Le regard d’un spectateur averti reconnaît rapidement la disposition de l’espace scénique constitué des éléments de décor qui figurent l’appartement exigu et modeste de Stella et Stanley. En balayant la scène de gauche à droite, on remarque un balcon en fer forgé mobile, un vieux lit de fer couvert de draps clairs, derrière lequel une commode rouge foncé est remontée d’un miroir, ensuite une table blanche avec quatre chaises, une salle de bain, visible au fond de la scène, derrière une paroi avec un petit placard de rangement, un lit pliable, enfin un petit escalier d’entrée. Ces meubles usés témoignent bien des conditions matérielles dans lesquelles vivent les Kowalski et amènent l’ambiance de la Nouvelle-Orléans des années 40. Mais comme la scénographie construit l’espace scénique en suivant fidèlement les indications du dramaturge, elle n’offre finalement au regard du spectateur qu’un cadre banal sans invention particulière et ne tient qu’à la recherche de la couleur locale.

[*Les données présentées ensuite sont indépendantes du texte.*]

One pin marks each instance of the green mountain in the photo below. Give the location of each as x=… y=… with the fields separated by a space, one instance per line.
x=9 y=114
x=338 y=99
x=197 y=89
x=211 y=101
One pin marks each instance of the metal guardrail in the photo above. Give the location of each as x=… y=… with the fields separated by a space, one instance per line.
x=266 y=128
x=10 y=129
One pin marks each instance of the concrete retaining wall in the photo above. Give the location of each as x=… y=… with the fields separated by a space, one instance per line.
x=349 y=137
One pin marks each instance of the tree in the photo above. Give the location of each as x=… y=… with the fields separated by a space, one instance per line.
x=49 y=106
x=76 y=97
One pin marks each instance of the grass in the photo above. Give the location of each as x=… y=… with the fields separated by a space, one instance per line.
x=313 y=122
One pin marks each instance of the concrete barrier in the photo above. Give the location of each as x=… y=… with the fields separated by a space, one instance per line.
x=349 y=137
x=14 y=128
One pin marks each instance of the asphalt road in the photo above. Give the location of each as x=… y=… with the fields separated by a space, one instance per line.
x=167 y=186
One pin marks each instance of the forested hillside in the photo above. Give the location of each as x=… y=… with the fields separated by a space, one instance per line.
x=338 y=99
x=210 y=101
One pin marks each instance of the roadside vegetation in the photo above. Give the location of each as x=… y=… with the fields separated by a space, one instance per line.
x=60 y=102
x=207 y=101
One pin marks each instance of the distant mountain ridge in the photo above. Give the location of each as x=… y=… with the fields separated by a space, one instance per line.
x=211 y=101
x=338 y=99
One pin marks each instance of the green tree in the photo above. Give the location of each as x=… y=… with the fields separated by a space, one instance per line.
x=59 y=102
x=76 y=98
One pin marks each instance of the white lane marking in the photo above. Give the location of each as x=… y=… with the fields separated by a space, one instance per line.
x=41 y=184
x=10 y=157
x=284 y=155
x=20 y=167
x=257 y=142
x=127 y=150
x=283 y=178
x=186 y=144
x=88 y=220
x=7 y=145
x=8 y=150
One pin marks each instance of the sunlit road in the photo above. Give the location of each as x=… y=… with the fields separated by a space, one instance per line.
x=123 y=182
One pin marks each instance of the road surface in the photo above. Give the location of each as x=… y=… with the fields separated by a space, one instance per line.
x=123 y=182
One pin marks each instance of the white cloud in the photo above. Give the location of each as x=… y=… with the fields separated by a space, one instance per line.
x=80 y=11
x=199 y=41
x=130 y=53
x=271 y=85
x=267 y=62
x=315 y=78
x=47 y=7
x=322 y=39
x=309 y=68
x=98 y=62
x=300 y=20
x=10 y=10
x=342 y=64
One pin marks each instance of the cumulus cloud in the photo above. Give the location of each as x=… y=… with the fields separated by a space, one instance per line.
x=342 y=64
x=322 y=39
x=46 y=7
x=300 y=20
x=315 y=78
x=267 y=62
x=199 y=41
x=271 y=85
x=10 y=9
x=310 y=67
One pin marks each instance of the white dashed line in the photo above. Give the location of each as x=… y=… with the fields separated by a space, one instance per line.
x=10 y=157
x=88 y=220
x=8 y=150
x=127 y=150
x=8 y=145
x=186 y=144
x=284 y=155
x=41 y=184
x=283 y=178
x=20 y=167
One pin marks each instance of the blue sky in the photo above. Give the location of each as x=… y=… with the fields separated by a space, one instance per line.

Cette recherche de la couleur locale est d’autre part soutenue par le choix des costumes : conformément à l’espace scénique historicisant, les personnages sont habillés selon la mode de l’époque. Stanley porte un pantalon noir et un t-shirt noir assorti çà et là d’un gilet. Stella, quant à elle, doit se contenter de vêtements modestes mais jolis et qui ne manquent pas de relever sa féminité. La garde-robe de Blanche censée rentrer dans les deux malles avec lesquelles elle débarque chez les Kowalski impressionne tout de même par sa variété clinquante. Elle est constituée de costumes classiques propres à la profession d’une professeur d’anglais, mais aussi de robes de soirée élégantes pour sortir et qui contrastent avec l’appartement des Kowalski. L’habillement des personnages renforcent ainsi l’impression d’assister à une mise en scène qui s’appuie sur un décor réaliste porté à une plate appréciation esthétique : le cadre matériel ne sollicite pas davantage l’imagination du spectateur. C’est en revanche le jeu des comédiens qui le fait réellement vibrer.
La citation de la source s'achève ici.